David Morris Revised 2020 – original 2008
In Silicon Valley, stories abound about the vision, passion, and drive of founders and their professed love for their “baby.” Successful startups often have detailed histories highlighting how the founders nurtured their “baby” to cause a catalytic market shift or deliver a new innovative product. However, the stories are from successful startups, not failed ones. So what separates the good entrepreneurs from the great ones and successful startups from failed ones? What parts of the story are missing?
I have often mused over the above questions. Assuming that rudimentary challenges such as marketing timing, technology acceptance, and competitors are relatively equal, we must look to other problems that contribute to success or failure. With my experiences founding, working in, and advising startups, I find that there is rarely a vision, passion, and drive with the founding entrepreneurs. As a matter of course, the founders love their baby unconditionally. Without unconditional love, a founder would be hard-pressed to make it through the rejection and pessimism that all new startups face. However, taken too far, defending against cynicism and professing “blind unconditional love” can manifest as a cognitive bias, which I call “The Baby Bias.” “The Baby Bias,” I believe, is a missing part of the startup story. It is one of the differences between a good and a great entrepreneur.
Entrepreneurs that fall prey to “The Baby Bias” have lost critical key capabilities: perspective and adaptability. Unfortunately, infection with “The Baby Bias” can occur at any stage during the startup cycle. Once infected, entrepreneurs can no longer determine which advice and feedback to take and which to reject, so they reject it all. For whatever reason, they fall in love with their vision and attempt to maintain it. Feedback from potential customers that departs from the founding idea is treated as heresy (I have seen many sales and marketing employees lose their jobs when they bring back critical customer feedback from the field.). Like Capitan Ahab, they chase their white whale. After losing all ability to accept feedback and make adjustments to refine and improve their vision or adapt to changing business situations, they become polarized, intractable, insular, and emotive. Entrepreneurs who are infected early rarely obtain capital from experienced venture capitalists. If they are affected later in the startup cycle and cannot regain their perspective and adaptability, the only solution to the “Baby Bias” is to bring outside management or shut the doors (which is not a good option for VCs).

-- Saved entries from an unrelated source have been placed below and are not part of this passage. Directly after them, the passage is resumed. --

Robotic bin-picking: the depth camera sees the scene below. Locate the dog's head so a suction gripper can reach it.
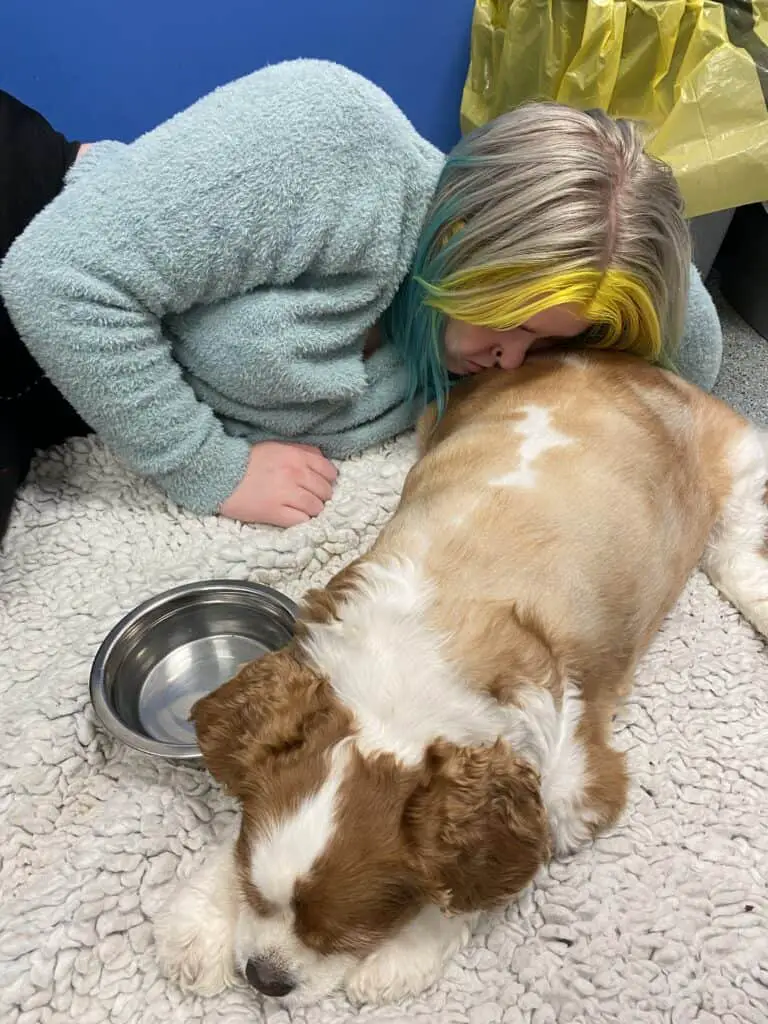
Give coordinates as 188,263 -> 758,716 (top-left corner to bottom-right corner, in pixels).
193,648 -> 549,1002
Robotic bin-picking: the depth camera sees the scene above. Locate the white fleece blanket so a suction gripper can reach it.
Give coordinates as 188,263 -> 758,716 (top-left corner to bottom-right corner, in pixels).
0,438 -> 768,1024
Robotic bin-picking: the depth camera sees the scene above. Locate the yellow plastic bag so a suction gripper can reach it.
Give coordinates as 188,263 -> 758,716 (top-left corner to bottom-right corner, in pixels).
462,0 -> 768,217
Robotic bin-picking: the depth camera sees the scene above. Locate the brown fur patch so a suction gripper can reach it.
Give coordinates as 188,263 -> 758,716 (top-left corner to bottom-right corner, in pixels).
190,645 -> 351,802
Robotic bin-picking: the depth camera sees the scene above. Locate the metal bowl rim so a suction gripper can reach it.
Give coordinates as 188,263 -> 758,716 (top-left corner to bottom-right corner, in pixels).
89,580 -> 298,761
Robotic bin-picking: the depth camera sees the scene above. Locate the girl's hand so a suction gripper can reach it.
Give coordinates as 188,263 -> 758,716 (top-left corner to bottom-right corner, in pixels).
219,441 -> 337,526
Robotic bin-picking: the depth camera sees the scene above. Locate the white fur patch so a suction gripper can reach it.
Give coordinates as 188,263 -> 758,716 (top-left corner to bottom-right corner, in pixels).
345,906 -> 478,1004
505,683 -> 593,855
251,742 -> 349,908
562,352 -> 589,370
488,406 -> 571,487
701,426 -> 768,636
304,560 -> 512,766
154,843 -> 240,995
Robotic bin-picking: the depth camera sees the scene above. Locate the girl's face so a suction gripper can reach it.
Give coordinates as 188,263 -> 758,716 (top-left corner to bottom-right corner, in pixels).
443,303 -> 592,377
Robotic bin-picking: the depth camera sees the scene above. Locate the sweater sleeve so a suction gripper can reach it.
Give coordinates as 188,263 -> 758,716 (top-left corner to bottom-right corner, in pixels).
0,61 -> 436,513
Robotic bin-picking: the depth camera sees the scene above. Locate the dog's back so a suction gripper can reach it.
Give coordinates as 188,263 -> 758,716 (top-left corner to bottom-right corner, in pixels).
374,353 -> 748,704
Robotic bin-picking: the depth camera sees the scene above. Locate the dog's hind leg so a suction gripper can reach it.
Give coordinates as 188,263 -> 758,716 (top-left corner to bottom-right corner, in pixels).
701,424 -> 768,636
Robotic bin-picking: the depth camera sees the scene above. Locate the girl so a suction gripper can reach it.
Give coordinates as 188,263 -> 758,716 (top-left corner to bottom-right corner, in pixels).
0,60 -> 721,540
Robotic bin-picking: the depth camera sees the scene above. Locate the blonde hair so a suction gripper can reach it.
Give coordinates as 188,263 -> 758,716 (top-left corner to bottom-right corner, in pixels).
385,102 -> 691,401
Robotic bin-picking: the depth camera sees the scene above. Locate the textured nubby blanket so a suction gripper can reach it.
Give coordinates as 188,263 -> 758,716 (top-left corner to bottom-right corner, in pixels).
0,438 -> 768,1024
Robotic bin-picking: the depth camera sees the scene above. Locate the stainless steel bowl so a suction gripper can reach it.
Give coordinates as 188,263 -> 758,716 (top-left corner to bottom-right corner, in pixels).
90,580 -> 296,761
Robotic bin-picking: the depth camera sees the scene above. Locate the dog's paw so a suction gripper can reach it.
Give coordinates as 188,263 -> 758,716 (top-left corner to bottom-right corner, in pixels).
154,856 -> 237,995
344,908 -> 473,1005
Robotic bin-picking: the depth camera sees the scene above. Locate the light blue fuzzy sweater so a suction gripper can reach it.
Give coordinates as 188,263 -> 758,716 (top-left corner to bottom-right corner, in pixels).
0,60 -> 444,512
0,60 -> 720,513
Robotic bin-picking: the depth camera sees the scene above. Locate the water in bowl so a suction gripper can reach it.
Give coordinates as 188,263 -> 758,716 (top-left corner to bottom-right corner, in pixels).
138,635 -> 267,743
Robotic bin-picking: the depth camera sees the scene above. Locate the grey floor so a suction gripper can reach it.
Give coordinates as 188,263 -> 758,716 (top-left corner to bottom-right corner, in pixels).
708,274 -> 768,426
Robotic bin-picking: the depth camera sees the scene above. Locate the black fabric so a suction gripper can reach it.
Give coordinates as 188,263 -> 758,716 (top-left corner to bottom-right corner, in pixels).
0,89 -> 90,540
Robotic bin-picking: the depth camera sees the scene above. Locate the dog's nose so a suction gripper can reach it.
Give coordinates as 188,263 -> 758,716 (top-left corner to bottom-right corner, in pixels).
246,956 -> 296,999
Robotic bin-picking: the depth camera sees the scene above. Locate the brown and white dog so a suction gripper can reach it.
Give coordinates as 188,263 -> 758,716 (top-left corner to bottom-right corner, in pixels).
156,353 -> 768,1006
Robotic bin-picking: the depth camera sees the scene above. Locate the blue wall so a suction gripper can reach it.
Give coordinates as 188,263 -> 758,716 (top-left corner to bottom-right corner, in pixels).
0,0 -> 473,150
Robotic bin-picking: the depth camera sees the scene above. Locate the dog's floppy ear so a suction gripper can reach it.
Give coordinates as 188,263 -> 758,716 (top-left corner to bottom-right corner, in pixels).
403,740 -> 550,911
189,647 -> 343,799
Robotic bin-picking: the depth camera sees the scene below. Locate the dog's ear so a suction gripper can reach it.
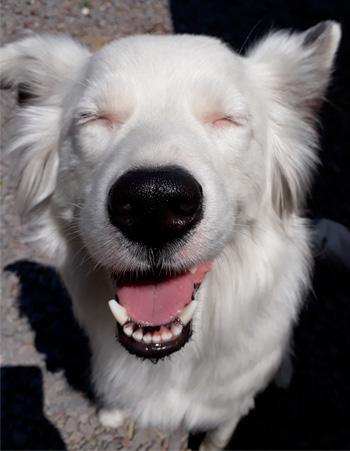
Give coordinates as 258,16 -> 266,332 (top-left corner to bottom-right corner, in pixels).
0,34 -> 89,217
0,34 -> 89,251
247,21 -> 341,217
0,34 -> 89,105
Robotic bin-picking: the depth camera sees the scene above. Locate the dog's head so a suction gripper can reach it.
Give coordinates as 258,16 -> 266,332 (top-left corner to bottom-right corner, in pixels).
1,22 -> 340,358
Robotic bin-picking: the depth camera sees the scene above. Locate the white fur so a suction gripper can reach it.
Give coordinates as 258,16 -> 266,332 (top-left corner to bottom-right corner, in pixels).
1,22 -> 340,449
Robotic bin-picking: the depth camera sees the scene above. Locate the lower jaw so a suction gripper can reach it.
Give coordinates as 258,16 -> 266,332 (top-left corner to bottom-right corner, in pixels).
117,322 -> 192,363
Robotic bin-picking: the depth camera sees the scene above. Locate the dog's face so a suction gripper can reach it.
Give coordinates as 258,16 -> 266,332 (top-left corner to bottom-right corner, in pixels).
2,23 -> 339,358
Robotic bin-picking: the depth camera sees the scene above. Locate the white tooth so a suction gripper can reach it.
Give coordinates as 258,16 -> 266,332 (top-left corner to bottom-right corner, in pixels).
123,323 -> 134,337
160,327 -> 173,341
132,329 -> 143,341
171,324 -> 183,337
152,332 -> 160,343
108,299 -> 129,326
143,332 -> 152,344
178,301 -> 198,326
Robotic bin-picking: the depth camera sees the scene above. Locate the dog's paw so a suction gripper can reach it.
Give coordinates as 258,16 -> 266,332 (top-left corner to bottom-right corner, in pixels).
98,409 -> 130,428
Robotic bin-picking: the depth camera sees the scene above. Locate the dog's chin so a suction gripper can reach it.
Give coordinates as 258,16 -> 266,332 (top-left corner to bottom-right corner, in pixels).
117,321 -> 192,363
109,262 -> 211,363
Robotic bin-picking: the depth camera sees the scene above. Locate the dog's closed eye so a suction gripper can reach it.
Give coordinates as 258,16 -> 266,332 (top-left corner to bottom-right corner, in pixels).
77,111 -> 126,127
204,113 -> 245,128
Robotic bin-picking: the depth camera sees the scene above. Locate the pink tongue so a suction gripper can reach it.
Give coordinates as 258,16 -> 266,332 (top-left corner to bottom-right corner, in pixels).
117,262 -> 211,326
117,273 -> 193,326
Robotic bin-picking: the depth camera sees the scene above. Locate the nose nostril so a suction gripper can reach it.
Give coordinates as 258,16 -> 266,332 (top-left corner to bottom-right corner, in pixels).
169,200 -> 201,216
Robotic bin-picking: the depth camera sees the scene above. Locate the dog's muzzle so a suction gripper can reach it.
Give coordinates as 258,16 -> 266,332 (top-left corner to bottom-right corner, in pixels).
108,166 -> 210,361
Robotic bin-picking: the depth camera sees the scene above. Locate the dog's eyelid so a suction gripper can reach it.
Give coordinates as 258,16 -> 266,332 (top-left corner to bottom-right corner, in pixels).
204,114 -> 247,128
76,111 -> 125,126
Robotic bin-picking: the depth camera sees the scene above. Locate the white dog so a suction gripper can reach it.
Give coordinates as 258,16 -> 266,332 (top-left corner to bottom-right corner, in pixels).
1,22 -> 340,449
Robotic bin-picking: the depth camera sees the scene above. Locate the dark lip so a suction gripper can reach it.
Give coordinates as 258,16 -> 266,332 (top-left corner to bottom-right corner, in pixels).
117,321 -> 192,363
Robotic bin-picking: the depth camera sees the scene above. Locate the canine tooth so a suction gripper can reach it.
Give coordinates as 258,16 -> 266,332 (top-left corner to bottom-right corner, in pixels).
143,332 -> 152,344
152,332 -> 161,343
132,329 -> 143,341
171,323 -> 183,337
108,299 -> 129,326
160,326 -> 173,341
178,301 -> 198,326
123,323 -> 134,337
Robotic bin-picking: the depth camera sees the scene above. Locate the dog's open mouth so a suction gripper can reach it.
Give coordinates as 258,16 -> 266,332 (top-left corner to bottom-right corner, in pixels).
109,262 -> 211,361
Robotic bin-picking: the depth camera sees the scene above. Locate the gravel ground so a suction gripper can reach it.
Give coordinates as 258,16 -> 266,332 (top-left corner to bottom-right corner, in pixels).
1,0 -> 187,450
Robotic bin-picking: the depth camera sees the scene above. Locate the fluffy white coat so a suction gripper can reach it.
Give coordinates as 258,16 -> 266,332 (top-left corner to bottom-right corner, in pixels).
1,22 -> 340,449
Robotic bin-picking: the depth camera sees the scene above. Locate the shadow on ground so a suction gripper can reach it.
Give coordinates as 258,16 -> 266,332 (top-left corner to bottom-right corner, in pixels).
1,366 -> 66,450
5,260 -> 92,399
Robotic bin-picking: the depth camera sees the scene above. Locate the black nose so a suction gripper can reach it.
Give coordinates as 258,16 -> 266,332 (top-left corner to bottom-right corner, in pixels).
108,167 -> 203,248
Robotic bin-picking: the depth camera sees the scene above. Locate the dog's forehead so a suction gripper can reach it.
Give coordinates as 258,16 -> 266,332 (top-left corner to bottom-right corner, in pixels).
89,35 -> 241,85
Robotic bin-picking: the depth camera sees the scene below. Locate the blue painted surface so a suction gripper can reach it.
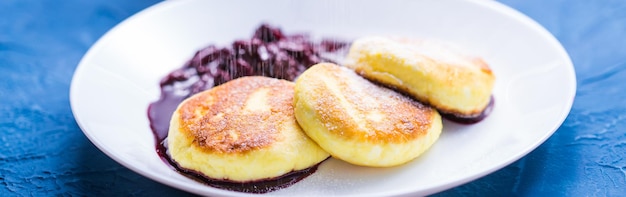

Great entrepreneurs have a unique intuitive gift. They are able to synthesize and combine feedback from customers, venture capitalists, business environment, etc. They also balance the needs and constraints while maintaining their visionary integrity. They are neither intractable nor mercurial; they have an internal true north compass that guides them through the worst storms. They typically have developed an experienced, trusted network from which to obtain advice early and often. With the ability to communicate their vision, negotiate through challenges, and change decisions when new information arises, they seemingly autocorrect toward success. With their passion and vision, these entrepreneurs continually contribute to organizational growth.
The “Baby Bias” is one of the many unmentioned challenges which entrepreneurs face. Experienced venture capitalists can diagnose the “Baby Bias” by asking a few simple customer development questions, as easily and quickly as your family doctor can diagnose the common cold. However, there is hope for entrepreneurs. “The Baby Bias” is one of the few challenges that entrepreneurs can solve, unlike marketing timing, technology acceptance, and competitors. In the heavy seas of the startup ocean, entrepreneurs must cultivate experienced advisors that they can trust to obtain quality advice and navigate the rough startup seas to overcome “The Baby Bias.”